RedHill Biopharma has announced positive results from the first Phase III study of its Crohn's disease drug RHB-104 - making it the first global, double-blind, placebo-controlled study to demonstrates the efficacy of anti-MAP therapy in this hard-to-treat disease area..
“The availability of antibiotic therapy for treating Crohn’s disease could be transformative,” said Ira Kalfus, RedHill’s medical director. “The results from the MAP US study are excellent, successfully meeting the primary endpoint at week 26 and demonstrating that treatment with RHB-104 also has an early benefit at week 16, which is persistent though week 52. The study results compare favourably to existing standard-of-care therapies.”
Top-line results in the intent-to-treat (ITT) population demonstrated superiority of RHB-104 over placebo in achieving remission at week 26, defined as Crohn’s Disease Active Index (CDAI) value of less than 150, the primary endpoint of the study. The proportion of patients meeting the primary endpoint was significantly greater in the RHB-104 group compared to placebo (37% vs. 23%, p= 0.013).
Patients treated with RHB-104 also achieved a statistically significant greater response at week 26 (defined as a decrease of ≥100 in CDAI from baseline) compared to placebo (44% vs. 31%, p= 0.028), as well as a statistically significant benefit in achieving early remission defined as remission at week 16 (42% vs. 29%, p= 0.019).
At 52 weeks of treatment, remission in the RHB-104 arm continued to be favourable to placebo (27% vs. 20%, p= 0.155).
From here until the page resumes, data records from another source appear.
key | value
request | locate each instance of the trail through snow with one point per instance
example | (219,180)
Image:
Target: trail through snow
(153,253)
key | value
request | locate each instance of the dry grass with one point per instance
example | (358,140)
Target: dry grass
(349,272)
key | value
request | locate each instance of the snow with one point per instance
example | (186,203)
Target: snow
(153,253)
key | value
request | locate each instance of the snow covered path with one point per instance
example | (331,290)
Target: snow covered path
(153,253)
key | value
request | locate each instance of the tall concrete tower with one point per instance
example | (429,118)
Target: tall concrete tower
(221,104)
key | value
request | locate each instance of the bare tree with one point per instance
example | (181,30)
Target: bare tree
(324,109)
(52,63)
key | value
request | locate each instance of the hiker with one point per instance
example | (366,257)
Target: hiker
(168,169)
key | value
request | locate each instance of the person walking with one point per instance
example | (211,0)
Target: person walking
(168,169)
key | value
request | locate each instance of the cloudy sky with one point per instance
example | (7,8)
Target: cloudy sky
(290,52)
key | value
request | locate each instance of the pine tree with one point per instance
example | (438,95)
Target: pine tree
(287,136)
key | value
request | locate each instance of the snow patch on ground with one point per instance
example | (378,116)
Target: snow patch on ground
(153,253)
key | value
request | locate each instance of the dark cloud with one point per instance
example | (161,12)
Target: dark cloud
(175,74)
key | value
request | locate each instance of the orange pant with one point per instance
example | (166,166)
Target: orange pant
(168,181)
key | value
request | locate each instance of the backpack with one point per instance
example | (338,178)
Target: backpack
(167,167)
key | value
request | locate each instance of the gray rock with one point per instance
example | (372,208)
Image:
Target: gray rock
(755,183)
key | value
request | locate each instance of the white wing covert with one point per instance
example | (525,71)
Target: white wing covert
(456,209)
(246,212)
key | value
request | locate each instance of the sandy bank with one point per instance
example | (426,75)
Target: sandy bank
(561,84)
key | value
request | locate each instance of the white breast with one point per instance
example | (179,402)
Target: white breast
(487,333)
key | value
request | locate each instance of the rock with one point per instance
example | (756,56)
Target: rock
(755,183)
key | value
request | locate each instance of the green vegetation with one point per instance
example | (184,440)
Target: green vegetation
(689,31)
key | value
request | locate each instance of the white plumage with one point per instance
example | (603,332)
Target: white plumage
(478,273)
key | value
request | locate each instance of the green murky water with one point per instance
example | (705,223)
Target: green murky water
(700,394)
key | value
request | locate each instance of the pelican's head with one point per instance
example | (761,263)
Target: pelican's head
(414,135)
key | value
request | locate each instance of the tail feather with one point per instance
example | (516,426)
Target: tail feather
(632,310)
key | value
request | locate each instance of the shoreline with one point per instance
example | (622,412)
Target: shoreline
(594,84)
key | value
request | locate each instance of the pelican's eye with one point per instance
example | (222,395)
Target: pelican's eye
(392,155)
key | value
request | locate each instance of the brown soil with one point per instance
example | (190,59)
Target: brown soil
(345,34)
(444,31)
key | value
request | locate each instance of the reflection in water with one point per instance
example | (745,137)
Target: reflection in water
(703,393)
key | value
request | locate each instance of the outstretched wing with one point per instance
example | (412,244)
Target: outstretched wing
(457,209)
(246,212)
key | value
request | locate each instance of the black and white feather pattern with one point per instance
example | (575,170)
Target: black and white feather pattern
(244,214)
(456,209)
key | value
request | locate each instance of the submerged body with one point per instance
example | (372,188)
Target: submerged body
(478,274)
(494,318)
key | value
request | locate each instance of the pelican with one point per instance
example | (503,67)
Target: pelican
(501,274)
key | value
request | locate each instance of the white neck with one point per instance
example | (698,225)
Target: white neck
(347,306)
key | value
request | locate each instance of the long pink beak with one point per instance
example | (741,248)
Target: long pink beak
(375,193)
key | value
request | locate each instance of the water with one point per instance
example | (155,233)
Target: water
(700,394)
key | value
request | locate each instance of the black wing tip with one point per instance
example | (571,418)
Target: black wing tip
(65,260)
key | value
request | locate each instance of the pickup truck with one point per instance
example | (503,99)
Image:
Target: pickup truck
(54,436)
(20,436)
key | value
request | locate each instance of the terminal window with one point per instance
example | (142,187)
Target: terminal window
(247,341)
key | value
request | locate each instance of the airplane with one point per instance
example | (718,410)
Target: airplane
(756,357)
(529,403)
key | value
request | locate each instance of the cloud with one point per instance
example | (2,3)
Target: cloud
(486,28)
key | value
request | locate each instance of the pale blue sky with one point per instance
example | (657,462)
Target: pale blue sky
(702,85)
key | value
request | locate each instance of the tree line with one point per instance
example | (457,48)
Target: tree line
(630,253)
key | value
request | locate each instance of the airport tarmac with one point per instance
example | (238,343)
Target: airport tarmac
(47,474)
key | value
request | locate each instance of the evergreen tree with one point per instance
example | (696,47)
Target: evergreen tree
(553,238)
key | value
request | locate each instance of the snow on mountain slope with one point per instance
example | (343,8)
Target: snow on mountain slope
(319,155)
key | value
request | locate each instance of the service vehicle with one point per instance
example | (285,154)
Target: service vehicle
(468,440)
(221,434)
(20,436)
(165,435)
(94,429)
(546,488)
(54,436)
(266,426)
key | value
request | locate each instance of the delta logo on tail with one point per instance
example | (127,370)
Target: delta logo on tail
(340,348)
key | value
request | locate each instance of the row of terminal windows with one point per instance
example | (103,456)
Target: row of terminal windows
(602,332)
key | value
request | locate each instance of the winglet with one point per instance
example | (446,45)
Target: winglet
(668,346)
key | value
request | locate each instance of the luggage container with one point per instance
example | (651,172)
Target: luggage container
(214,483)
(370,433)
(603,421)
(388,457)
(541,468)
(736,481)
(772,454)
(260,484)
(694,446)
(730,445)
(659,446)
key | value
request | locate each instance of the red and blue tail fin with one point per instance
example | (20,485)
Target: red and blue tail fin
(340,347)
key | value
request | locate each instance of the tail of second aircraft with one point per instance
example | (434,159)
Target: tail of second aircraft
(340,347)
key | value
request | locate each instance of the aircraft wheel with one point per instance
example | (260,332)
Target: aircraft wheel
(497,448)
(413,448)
Professor David Graham, lead investigator of the study, added: “I am impressed and extremely pleased with the results of the study, which indicate that RHB-104 could lead to a paradigm shift in the treatment of Crohn’s disease, a chronic and debilitating and currently incurable condition with a strong unmet medical need.
“Many patients with Crohn’s disease do not achieve remission on current standard-of-care therapies, which are accompanied with poor side effects. RHB-104 appears to have the potential to become a promising, new, orally-administered therapy for this important debilitating disease.”
As of 2017, approximately 1.5 million people worldwide had been diagnosed with Crohn's disease. Global sales of Crohn’s disease therapies are estimated to exceed $10 billion in 2018.